While two thirds of UK landlords allowed flexibility, 55 per cent plan to increase rents in the coming year, research from Market Financial Solutions has found.
The survey also found that 80 per cent would accept lower rents if it meant having a better or longer-term tenant.
Some 38 per cent of investors purchased another property during the stamp duty holiday, while 32 per cent tried to but missed out on the incentive. The market was considered to be “too chaotic” during the tax break, as cited by 60 per cent of respondents.
Buy-to-let investment is still lucrative, the survey suggested, as more than two thirds of landlords still consider the market to be an attractive investment option.
Paresh Raja (pictured), CEO of MFS, said: “It is positive to see that a healthy majority of UK landlords have allowed their tenants flexibility in making payments during this period. It is also telling that while rent increases invariably lie ahead, there is a clear appetite among landlords to secure reliable, long-term tenants – they are willing to drop rents in order to do so.
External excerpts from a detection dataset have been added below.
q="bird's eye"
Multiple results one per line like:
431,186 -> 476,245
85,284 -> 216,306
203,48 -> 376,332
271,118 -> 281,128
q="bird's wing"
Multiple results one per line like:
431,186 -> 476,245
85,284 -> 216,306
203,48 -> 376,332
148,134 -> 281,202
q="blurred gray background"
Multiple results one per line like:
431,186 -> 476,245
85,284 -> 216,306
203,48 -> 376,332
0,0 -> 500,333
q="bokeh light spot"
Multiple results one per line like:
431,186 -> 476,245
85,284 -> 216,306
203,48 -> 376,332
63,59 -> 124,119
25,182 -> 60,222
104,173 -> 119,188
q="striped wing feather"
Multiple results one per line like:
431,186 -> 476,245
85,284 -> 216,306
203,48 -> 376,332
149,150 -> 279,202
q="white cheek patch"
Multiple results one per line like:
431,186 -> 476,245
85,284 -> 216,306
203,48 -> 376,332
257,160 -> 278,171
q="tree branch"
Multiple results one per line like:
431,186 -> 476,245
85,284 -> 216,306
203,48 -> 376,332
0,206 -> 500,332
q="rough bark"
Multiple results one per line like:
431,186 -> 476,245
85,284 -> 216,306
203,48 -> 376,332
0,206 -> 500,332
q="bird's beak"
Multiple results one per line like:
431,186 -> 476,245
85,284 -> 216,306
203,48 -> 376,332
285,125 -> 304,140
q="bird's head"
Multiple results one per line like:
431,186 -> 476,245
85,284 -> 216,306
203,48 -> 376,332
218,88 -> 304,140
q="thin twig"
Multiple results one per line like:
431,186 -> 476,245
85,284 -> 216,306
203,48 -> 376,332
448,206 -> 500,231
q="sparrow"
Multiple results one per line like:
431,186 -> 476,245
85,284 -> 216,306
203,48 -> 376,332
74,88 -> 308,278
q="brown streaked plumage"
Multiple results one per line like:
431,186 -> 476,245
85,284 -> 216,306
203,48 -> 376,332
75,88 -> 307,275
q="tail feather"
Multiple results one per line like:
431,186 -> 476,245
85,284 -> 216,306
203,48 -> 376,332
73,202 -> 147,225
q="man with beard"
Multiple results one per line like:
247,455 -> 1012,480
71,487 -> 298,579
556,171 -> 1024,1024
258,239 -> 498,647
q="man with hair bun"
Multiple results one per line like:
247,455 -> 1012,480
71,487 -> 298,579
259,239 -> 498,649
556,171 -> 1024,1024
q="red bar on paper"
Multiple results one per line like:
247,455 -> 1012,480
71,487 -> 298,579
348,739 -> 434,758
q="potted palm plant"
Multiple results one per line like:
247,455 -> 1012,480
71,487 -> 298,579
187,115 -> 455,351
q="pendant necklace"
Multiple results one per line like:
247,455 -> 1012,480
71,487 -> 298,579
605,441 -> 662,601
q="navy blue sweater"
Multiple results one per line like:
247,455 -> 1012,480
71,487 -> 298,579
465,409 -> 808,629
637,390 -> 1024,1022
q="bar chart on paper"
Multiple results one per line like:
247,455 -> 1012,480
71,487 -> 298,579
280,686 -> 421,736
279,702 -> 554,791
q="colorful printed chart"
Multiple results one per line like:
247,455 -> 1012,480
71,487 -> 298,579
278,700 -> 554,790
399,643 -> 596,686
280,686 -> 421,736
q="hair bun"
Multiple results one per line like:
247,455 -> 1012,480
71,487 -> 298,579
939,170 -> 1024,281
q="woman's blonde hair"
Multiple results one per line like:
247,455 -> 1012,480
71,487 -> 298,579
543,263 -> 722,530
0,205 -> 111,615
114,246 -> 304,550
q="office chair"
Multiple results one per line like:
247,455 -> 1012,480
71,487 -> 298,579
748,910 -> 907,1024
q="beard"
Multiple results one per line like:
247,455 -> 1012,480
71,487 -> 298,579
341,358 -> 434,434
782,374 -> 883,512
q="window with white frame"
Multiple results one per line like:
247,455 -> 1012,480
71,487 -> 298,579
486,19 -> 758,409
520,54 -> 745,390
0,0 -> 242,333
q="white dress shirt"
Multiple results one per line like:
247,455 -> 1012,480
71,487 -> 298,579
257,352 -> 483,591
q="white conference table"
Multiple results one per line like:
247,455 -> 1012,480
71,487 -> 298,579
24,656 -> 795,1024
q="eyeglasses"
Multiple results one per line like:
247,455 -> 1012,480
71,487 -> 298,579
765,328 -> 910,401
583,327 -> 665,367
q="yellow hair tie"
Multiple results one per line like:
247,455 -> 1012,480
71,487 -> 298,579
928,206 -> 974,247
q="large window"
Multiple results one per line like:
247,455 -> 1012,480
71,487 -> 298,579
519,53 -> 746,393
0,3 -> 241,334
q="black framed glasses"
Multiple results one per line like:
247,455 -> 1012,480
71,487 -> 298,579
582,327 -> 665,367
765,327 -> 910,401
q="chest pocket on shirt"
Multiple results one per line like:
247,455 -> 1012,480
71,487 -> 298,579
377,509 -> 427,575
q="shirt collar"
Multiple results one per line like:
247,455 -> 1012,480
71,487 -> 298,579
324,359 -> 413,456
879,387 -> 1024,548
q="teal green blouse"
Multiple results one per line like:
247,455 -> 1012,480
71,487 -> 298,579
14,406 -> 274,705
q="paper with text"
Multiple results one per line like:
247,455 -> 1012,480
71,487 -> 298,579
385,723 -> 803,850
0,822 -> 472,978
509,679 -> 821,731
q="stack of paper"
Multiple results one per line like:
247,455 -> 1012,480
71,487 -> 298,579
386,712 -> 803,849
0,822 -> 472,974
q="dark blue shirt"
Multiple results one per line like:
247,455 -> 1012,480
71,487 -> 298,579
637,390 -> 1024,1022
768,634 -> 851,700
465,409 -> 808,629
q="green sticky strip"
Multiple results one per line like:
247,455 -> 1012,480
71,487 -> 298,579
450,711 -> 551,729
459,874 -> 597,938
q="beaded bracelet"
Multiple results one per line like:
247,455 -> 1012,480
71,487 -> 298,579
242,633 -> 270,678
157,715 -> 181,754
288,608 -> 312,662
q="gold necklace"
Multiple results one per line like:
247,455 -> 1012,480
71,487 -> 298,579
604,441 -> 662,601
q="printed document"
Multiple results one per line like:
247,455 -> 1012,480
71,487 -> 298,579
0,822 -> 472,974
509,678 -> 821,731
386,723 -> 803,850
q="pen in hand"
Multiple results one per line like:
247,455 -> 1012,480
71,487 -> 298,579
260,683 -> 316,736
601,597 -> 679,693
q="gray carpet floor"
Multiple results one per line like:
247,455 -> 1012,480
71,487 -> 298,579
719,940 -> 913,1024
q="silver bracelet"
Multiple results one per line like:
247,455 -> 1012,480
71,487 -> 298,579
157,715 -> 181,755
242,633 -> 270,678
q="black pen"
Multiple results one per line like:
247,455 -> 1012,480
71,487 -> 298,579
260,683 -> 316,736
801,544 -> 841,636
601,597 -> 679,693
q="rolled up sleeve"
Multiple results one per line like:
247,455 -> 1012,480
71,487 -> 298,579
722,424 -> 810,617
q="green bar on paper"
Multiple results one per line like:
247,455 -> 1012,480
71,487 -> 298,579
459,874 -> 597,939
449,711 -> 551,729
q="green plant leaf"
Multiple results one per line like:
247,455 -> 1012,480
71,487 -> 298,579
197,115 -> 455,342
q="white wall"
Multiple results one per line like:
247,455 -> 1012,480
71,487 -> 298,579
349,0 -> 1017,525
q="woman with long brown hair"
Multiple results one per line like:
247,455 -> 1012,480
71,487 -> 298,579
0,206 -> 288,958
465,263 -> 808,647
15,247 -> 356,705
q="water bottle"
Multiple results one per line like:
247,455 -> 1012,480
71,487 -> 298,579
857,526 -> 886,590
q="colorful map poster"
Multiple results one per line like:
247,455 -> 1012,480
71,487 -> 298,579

“Our research underlines that, despite some speculation to the contrary, the buy-to-let market has lasting appeal. Tax reforms and new regulations introduced over the past five years have affected landlords as the government has sought to gain better control over the private rental sector, but as an asset class, UK investors are evidently still gravitating towards buy-to-let properties in huge numbers.”
Last month it was revealed that landlords who offered full or partial rent reductions to tenants in financial difficulty during the pandemic lost thousands of pounds in earnings.
The same research found 46 per cent of landlords decreased their tenant’s monthly rent payments either by offering a full payment holiday or by reducing rent during the pandemic, according to Shawbrook Bank.